Here's a geometric visualization in higher dimensions. You can take a hyper-cube in dimension $d$ (basically the Cartesian product of $n$ copies of the interval $[0,c]$ for any $c > 0$ that you want), and then you triangulate (i.e. partition) into equal volume simplices (a simplex in $d$ dimensions is a full dimensional convex hulls of $d+1$ points, i.e. higher dimensional analog of triangles for $d = 2$) by first drawing the edge from the origin to the opposite corner of the hypercube (so the opposite corners are vertices included in each simplex), and then move along one edge of the cube incident to the origin to get your next vertex, then move closer to the opposite corner by taking one edge incident to that vertex to get the next vertex, and so on until you reach the opposite corner. You can traverse the dimension-aligned edges in any order you want to get $d+1$ vertices of a distinct simplex, and the interiors of the simplexes are disjoint, and the number of congruent simplexes you get in this partition is equal to the number of ways you can order the dimensions, which is $d!$. Thus, if $c = 1$, then each simplex in this partition has volume $1/d!$ and they are all congruent.

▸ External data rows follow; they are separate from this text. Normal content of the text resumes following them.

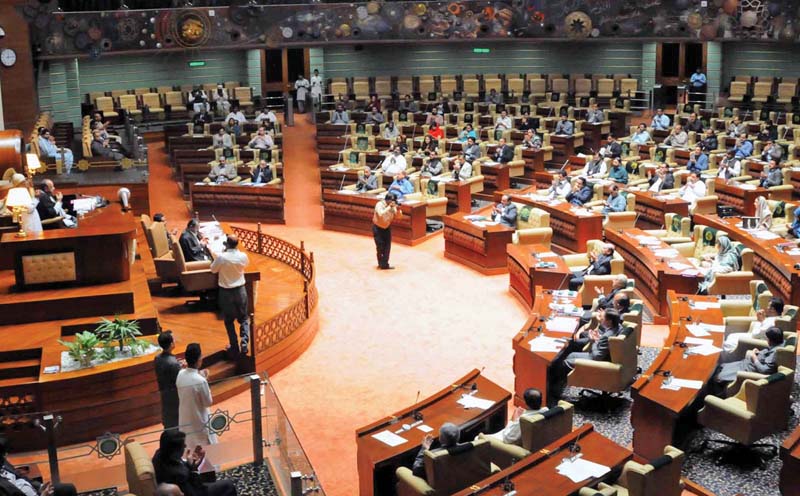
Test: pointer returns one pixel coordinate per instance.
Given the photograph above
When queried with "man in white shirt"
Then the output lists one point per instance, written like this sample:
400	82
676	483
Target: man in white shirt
394	163
236	115
503	121
229	267
693	189
512	433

A related construction is to consider the volume of the simplex whose vertices are the origin along with the endpoints of $d$ linearly independent vectors $v_i$ extending from the origin. This solid has the description $\{ \sum_i c_i v_i \, | \, \sum_i c_i \leq 1, c_i \geq 0$ } where the $v_i$ are your vectors. The parallelepiped (analog of hypercube) spanned by these vectors $v_i$ on the other hand has the description $\{ \sum_i c_i v_i \, | \, 0 \leq c_i \leq 1 \}$. It is a geometric fact that the volume of the parallelepiped is $d!$ times the volume of the simplex, and the volume of the parallelepiped is $|\det V|$ where $V$ is the matrix of the vectors that span the parallelepiped.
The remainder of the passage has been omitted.